Sites with embedded social networks distinguish themselves as leaders within this category. Change and DFA clearly provide the most opportunities for individuals to mirror their perceptions of self against those of their fellow users, thus strengthening their identities as “activists” within the organization. They provide pathways of self presentation such as user profiles that allow users to undergo internalized comparisons.

Identity and Role development
Social roles arise when individuals integrate into their existing identities additional expectations and obligations. Because individuals have a tendency toward personal “dissonance reduction,” individuals will likely align their actions with this role (Hogg et al 1995). Additionally, if these roles are then are salient to the individual’s strong social ties or incur a large cost if vacated, the individual is increasingly likely to fulfill the duties associated with them. Based on this, we can conclude that sites which facilitate interactive identity development - such as Change – will help users develop roles - which will in turn transform them from latent readers to motivated activists.

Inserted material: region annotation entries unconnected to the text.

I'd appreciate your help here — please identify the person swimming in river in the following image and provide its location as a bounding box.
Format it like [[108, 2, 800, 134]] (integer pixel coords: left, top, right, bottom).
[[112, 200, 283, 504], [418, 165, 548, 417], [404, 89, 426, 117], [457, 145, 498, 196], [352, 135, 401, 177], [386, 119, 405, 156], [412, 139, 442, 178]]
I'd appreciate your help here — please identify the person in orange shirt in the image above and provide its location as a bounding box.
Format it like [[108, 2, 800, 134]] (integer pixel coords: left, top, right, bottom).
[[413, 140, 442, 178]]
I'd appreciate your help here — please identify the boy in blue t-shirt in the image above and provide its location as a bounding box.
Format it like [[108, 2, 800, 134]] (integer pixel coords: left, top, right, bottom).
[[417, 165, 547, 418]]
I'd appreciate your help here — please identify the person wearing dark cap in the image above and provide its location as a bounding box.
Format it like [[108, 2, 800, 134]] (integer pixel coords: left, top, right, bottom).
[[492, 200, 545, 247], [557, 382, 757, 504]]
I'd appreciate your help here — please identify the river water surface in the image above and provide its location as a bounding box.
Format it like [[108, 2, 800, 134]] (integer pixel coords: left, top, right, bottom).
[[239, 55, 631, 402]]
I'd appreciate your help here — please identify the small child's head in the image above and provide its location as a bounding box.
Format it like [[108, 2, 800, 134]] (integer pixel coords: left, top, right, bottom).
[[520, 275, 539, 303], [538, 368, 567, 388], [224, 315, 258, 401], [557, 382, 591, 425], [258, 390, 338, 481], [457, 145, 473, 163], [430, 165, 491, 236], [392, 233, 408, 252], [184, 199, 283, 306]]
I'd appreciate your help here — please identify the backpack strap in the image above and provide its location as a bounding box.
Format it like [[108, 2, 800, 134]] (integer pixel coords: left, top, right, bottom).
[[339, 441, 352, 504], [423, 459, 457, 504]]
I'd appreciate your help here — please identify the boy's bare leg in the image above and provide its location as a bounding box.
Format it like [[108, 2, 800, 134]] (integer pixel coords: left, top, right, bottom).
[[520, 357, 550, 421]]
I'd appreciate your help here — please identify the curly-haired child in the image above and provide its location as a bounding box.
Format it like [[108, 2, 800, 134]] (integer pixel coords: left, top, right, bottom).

Community Development and Coordination

In addition to assisting with identity development, communication is also vital for developing interpersonal trust between otherwise remote users and, in the case of collective action, allowing them to collaborate and work toward a common goal.

Promoting Communication
This section delineates affordances that allow users to communicate with one another in an effort to reduce social ambiguity, promote trust, reinforce identity/role development and facilitate coordination. Again, those sites that integrate social networking systems into their basic site design (Change, DFA) excel in this category as well. By increasing the number of pathways and ease of communication between participants, these sites help ensure that users will transform their latent readership into activist engagement.

Community Development
This section analyses the coordination efforts of the organizations, both on and offline. It enumerates evidence of group formation and collective action within online environments and in real life. As shown by the chart, both interactive and non-interactive sites provided evidence of past events and used online spaces to advertise future events. This helps legitimize the organization and serves to bolster organizational framing efforts. They also verbally encouraged users to engage in offline recruitment efforts, though non-interactive sites decrease the likelihood that users will carry out this task by failing to fully develop users’ activist identities/roles and not allowing them create strong interpersonal ties on which these identities and roles depend.